🧠 AI-Powered Ticket Routing & SLA Breach Prediction in JIRA using Transformers – Feedback & Suggestions?

Hi :hugs: community,

I’m excited to share an applied NLP project I recently open-sourced:
:link: GitHub: AI-Powered Ticket Routing & SLA Breach Prediction in JIRA

:puzzle_piece: What It Does:
This tool uses transformer-based models (fine-tuned on internal support data) to:

  • Predict SLA breach probability for incoming tickets.
  • Automatically classify and route tickets based on historical handling patterns.
  • Generate alerts for high-risk cases using a trained classifier.

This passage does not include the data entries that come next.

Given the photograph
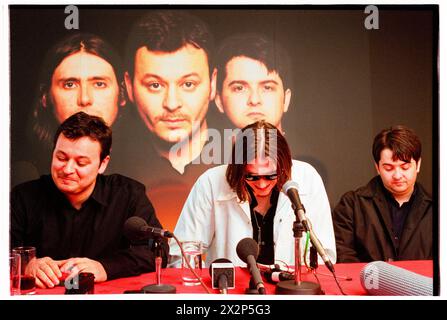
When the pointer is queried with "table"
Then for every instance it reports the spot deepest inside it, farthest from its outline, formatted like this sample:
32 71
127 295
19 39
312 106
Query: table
328 284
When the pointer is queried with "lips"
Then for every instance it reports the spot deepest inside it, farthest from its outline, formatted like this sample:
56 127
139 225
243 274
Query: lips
66 180
256 115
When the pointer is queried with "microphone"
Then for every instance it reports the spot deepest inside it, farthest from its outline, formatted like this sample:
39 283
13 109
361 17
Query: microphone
379 278
222 275
290 188
247 250
277 276
136 228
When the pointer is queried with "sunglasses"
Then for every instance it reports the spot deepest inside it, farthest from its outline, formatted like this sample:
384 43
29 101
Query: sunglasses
252 177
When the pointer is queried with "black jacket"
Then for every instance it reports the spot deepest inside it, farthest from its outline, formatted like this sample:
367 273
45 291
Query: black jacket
363 226
42 217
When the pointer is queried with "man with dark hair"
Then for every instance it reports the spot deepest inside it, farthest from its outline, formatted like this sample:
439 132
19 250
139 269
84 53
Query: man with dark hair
75 216
81 72
253 80
170 81
391 217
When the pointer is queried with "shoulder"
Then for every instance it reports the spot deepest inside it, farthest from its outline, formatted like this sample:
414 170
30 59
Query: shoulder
370 190
34 186
120 181
214 174
303 168
305 174
213 181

It’s designed for real-time integration into JIRA environments, especially helpful for large support teams under SLA pressure.

:gear: Tech Stack:

  • Hugging Face Transformers (bert-base-uncased)
  • Scikit-learn for baseline models
  • Pandas, FastAPI, JIRA REST API
  • Model interpretability with SHAP

:pushpin: What I’m Looking For:
I’d love to get feedback from the community on:

  • Better NLP architectures for short, noisy, multilingual support tickets
  • Suggestions for incorporating zero-shot classification (e.g., facebook/bart-large-mnli)
  • Ideas for improving label imbalance in ticket outcomes
  • Ways to optimize model latency for real-time usage in MLOps pipelines

:brain: Bonus:
If you’ve worked on similar use cases in ITSM, support automation, or task classification, I’d love to connect and hear your thoughts!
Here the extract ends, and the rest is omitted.